This is not to say that it's not an important fact of her existence — Linda's life revolves around planes. She works for $20/hour at Acuity, a video streaming platform, moderating the comment section (and training AI technology to ultimately take her job) so that she can afford a short commercial flight once a month. The frequent flying is not (only) for sexual gratification; it is necessary for Linda to fulfill what she believes to be her destiny — getting "married" by dying in a plane crash. This destiny was etched in stone for Linda when she was 13 and took a flight with her family to Chicago aboard a plane with the tail number N92823. The flight experienced an intense bout of turbulence that Linda believes represented the plane recognizing her "as his soulmate." She tracked N92823's comings and goings for years after, before discovering that he had been taken out of commission, presumably stripped for parts.
More recently, Linda has developed a friendship, her first, with Karina, a colleague at Acuity. Karina invites Linda to the "quarterly" Vision Board Brunch (VBB), a ritual she takes part in with her other girlfriends, explaining to her that "vision boards, crafted from common drugstore materials, could be used to manifest anything a person wanted in life." Linda, of course, would like very much to manifest a plane crash, but she manages to only imply this with her vision board so as to not risk social rejection. This first VBB seals her friendship with Karina, and they grow closer in the weeks and months that follow. But it also cements her commitment to achieving her destiny.

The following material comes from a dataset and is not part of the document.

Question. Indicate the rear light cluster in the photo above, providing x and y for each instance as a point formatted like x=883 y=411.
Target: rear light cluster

Simultaneously, Linda develops a friendship (of sorts) with one of the higher-ups at Acuity, a sad, self-centered, recently divorced man named Dave. When she convinces him to take a flight with her and they have a sexual encounter on the plane, Linda believes she is taking advantage of him, despite the power differential in their jobs. She ultimately manages to manipulate this situation into a hefty payday for herself which coincides with her discovery that her long lost love from adolescence, N92823, has been put back into service, and she becomes obsessed with facilitating a (violent, fiery) reunion with her soul mate.
The book is very pithy and often downright funny. When Linda decides to break things off with Dave, believing that he is growing too attached to her, she declares to herself, "I could not be a man's girlfriend if I hoped to be a plane's wife." There is also a quiet, simmering suspense as Linda pursues her destiny — her death — with rigorous determination.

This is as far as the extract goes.